The current status is what you see in this issue, there are a few different proposals. Someone probably needs to evaluate them and come up with a plan for what to implement that balances perforamnce, maintainability (like adding more dependencies), and easy of implementation. Crick is one suggestion, but there are a few others above. We'll need to come to some conclusion. The first thing to do is probably to summarize the options above, their pros and cons, maybe take a look at the various implementations and see how feasible they are, and then propose a path forward. |
I can summarize t digest.
In the upcoming release, you can opt for constant error instead of error
optimized for tails. Serialized size of a typical digest is about 200
bytes, the memory residency requirements are the equivalent of a few
hundred floats. Memory allocation is entirely static.

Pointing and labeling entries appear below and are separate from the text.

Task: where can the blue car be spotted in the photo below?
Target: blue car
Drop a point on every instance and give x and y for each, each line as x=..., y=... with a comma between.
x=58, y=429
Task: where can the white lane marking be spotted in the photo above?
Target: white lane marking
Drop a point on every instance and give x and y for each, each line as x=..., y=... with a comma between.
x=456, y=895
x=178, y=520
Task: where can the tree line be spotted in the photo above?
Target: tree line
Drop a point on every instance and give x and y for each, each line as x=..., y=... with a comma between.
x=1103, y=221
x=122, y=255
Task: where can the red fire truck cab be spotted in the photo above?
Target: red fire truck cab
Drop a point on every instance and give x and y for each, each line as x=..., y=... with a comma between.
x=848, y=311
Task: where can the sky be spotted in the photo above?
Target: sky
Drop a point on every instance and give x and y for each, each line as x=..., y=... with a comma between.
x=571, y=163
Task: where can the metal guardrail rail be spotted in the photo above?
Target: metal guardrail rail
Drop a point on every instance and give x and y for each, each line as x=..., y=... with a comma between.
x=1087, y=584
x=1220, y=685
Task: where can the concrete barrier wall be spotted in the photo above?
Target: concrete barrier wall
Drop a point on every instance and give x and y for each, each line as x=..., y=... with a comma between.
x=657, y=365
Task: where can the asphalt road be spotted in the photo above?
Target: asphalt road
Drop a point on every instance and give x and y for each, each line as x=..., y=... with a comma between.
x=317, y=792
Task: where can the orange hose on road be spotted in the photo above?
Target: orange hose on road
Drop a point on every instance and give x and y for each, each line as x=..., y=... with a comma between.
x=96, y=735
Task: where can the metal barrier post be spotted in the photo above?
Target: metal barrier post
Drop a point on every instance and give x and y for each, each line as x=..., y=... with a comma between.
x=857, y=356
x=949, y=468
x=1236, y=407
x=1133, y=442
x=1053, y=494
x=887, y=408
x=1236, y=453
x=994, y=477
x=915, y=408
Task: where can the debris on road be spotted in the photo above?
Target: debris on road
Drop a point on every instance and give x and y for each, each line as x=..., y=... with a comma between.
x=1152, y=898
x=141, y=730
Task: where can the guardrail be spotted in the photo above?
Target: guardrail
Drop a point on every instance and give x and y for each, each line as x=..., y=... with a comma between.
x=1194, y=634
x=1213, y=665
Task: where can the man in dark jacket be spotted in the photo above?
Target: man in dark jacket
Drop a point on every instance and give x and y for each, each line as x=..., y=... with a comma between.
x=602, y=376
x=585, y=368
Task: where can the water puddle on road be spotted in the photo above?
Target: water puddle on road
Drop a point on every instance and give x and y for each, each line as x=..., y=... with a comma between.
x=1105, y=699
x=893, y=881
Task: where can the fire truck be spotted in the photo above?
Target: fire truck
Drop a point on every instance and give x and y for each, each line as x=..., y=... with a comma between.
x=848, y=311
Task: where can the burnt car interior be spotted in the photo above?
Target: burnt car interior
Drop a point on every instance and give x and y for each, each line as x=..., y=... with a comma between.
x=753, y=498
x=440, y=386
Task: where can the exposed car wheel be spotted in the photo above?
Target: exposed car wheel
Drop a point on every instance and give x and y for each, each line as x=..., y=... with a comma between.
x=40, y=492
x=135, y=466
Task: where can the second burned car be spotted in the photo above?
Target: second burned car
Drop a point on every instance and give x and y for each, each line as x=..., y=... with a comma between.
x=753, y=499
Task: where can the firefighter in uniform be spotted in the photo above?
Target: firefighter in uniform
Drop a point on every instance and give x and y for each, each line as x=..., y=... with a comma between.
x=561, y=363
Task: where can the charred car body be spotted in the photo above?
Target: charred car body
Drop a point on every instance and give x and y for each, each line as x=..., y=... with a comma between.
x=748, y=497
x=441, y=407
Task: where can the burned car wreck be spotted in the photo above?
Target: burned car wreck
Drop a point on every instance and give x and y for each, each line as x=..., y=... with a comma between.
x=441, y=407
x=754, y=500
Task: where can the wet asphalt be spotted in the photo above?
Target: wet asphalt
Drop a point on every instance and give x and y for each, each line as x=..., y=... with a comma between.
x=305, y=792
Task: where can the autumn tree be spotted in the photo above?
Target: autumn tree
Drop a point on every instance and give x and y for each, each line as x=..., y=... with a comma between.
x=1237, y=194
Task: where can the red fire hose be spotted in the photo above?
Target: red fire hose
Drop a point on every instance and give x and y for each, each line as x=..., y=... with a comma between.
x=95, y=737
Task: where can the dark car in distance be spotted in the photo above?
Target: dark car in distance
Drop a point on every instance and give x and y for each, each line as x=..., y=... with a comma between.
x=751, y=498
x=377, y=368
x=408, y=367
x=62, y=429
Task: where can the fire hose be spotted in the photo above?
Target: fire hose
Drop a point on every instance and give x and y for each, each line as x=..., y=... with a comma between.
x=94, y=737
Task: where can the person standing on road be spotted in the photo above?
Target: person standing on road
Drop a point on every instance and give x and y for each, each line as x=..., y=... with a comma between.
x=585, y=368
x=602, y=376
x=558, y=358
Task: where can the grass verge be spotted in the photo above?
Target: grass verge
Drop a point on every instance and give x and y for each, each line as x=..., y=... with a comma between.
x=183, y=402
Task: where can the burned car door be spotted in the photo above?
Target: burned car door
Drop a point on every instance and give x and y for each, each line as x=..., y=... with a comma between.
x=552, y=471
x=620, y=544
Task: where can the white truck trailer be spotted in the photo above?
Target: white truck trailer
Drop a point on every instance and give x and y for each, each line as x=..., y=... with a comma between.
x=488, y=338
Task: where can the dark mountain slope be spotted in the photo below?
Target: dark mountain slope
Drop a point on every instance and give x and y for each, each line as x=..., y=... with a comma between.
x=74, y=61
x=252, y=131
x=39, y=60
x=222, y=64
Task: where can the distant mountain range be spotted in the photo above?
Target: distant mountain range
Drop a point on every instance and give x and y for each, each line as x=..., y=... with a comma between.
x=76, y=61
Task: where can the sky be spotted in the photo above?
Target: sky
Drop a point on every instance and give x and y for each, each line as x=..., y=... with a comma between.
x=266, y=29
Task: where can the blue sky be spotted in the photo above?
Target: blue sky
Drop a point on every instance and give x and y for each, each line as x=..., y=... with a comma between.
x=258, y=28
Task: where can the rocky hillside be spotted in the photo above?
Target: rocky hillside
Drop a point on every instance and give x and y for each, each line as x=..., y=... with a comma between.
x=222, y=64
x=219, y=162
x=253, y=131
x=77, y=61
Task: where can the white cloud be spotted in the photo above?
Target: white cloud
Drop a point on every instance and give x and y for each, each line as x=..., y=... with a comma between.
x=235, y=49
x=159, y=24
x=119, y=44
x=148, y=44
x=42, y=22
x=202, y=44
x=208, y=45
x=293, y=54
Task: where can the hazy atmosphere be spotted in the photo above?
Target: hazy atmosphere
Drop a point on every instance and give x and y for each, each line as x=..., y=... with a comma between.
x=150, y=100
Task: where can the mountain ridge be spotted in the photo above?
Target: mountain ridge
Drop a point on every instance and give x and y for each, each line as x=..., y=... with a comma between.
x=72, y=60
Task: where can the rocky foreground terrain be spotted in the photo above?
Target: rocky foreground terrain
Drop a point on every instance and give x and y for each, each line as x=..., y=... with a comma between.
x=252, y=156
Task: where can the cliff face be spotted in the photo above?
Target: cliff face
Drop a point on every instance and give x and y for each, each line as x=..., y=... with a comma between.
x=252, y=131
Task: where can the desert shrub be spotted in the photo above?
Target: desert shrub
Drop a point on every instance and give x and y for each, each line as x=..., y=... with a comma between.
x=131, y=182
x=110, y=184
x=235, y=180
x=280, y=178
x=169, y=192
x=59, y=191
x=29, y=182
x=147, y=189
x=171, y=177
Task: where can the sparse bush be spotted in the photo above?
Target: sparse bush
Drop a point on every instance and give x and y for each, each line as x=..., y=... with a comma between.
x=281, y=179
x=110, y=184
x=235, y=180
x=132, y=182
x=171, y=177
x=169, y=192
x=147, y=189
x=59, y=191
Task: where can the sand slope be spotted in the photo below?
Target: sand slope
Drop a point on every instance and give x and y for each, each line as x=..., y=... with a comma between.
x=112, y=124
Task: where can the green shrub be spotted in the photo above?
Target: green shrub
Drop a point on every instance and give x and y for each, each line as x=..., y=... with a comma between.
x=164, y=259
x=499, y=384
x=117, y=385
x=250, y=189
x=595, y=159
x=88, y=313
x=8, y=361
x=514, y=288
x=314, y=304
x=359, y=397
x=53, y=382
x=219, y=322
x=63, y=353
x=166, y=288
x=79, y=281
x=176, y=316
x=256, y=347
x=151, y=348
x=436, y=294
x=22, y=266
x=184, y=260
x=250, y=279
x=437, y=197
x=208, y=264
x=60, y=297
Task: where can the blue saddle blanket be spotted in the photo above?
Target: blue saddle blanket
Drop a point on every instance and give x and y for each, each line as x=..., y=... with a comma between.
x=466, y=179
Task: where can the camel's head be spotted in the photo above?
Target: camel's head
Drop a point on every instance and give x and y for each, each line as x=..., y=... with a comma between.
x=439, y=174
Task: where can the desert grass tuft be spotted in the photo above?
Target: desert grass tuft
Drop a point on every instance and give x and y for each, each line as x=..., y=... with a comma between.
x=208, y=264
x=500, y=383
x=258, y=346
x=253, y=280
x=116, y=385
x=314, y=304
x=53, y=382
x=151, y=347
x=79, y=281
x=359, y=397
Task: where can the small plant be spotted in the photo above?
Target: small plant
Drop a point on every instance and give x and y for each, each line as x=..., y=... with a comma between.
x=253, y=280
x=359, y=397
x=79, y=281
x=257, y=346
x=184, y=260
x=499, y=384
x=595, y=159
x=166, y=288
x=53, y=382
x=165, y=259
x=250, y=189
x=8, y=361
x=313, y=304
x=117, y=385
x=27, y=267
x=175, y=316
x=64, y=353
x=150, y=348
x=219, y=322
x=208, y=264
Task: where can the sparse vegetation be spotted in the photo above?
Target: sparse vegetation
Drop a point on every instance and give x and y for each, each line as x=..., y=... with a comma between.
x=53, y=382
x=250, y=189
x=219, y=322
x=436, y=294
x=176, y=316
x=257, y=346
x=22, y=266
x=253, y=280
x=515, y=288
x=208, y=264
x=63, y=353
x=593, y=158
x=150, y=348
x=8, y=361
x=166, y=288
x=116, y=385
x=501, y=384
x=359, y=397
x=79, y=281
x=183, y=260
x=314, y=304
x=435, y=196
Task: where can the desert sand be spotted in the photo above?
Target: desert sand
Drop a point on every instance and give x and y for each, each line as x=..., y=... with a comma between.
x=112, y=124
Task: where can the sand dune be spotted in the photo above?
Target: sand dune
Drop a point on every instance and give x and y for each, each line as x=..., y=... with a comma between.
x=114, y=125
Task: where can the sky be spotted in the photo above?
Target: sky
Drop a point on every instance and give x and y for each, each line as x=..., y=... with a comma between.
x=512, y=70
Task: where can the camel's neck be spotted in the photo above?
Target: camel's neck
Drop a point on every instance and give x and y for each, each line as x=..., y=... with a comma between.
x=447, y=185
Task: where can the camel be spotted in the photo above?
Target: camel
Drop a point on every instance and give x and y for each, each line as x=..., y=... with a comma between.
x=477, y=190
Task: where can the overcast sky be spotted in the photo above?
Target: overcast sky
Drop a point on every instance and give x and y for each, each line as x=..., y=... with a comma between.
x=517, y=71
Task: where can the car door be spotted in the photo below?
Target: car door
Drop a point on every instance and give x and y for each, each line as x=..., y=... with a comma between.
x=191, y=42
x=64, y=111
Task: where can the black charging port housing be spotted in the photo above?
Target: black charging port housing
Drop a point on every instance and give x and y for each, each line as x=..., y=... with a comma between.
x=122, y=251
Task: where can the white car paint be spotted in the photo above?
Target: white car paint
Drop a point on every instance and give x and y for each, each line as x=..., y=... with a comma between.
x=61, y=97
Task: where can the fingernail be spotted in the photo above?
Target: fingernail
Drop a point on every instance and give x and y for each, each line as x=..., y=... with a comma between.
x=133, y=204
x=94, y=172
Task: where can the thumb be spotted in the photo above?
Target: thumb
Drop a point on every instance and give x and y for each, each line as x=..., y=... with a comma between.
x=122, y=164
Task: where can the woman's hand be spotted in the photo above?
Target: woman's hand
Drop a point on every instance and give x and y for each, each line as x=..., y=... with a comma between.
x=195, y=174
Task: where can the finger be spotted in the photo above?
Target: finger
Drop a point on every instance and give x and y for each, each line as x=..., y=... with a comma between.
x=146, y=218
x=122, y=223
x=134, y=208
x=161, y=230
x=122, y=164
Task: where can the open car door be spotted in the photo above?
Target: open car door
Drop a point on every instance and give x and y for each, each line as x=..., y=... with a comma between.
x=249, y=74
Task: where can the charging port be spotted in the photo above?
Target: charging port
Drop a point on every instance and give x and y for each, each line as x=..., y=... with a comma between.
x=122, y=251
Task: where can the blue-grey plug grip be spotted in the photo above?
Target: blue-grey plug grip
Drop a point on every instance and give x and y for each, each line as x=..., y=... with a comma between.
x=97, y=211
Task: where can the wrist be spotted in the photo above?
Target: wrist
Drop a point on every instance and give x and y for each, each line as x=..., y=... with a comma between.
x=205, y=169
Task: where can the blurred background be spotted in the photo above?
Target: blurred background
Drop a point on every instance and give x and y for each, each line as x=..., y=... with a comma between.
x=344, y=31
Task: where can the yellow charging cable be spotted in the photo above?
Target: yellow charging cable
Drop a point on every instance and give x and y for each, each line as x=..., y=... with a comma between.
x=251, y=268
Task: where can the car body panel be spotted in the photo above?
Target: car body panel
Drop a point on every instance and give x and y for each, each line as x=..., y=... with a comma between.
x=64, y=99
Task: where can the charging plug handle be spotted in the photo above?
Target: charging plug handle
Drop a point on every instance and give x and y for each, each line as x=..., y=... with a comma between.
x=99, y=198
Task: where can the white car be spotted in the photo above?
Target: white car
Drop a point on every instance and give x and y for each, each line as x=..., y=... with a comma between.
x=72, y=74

For use with decision trees an interesting advantage is the ability to
probe any quantile desired after the digest is constructed rather than
specifying which quantiles are interesting before construction. There is no
sensitivity to ordering of data, except that accuracy will be better
slightly with completely ordered samples. Accuracy with unordered samples
is nearly as good as if you had an idealized histogram with optimal
boundaries.
Speed of insertion is less than 100 nanoseconds per sample on average. With
multiple levels of merging and about a thousand course for parallel at work
you can digest a billion data points in less than a second. This makes use
of the fact that merging 1000 digests takes only about a hundred and fifty
milli seconds.
The t digest library is very small (only a few thousand lines of code).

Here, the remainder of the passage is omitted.